Use a file-system directory as an queue for uploading files to S3
=================================================================

This package provides support for implementing an S3 upload queue
using a file directory.

An application that wants to upload to S3 writes a temporary file and
then moves it into a directory and then goes on about it's business.

Separately, either in a daemon, or in a separate application thread,
zc.s3uploadqueue.main is run, which watches the directory and moves
files to S3 as they appear.

The main function takes the name of a configuration file.

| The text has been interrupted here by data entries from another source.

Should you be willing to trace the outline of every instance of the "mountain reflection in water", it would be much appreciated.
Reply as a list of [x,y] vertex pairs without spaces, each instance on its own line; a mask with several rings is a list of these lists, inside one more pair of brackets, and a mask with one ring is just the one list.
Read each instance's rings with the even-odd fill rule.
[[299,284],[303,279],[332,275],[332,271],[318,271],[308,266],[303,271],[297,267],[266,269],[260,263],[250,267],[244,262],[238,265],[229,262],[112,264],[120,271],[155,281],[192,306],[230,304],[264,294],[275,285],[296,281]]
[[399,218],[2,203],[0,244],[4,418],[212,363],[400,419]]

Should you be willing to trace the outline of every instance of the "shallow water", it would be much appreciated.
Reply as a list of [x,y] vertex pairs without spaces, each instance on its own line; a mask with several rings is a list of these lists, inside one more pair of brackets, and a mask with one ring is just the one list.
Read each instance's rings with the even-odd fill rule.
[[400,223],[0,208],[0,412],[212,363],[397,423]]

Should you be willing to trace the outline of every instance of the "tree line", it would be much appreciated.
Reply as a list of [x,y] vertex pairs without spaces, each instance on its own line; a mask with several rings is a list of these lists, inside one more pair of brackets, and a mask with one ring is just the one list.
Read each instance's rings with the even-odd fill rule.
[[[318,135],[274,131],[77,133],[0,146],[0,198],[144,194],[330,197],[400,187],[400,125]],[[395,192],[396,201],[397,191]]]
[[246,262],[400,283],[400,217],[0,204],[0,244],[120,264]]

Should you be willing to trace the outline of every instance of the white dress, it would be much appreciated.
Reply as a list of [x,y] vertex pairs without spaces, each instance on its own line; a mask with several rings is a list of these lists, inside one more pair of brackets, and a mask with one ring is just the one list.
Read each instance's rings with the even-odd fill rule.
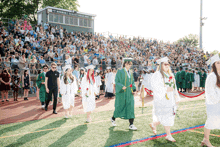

The configuration file has 2 sections:

Credentials
   The AWS credentials, with options:

   aws_access_key_id
       Your AWS access key

   aws_secret_access_key
       Your AWS secret access key

Queue
   Option controlling the queue processing:

   directory
       The directory containing files to be moved to S3

   bucket
       The S3 bucket name

   poll-interval
       How often to poll for files.

       This defaults to 9 seconds.

   threads
       The number of threads to use for processing files.

        Defaults to 9.

   log-level
        Basic logging log level.

        Defaults to INFO.

The file names in the directory must be URL-encoded S3 Keys.  This
allows '/'s to be included without using directories.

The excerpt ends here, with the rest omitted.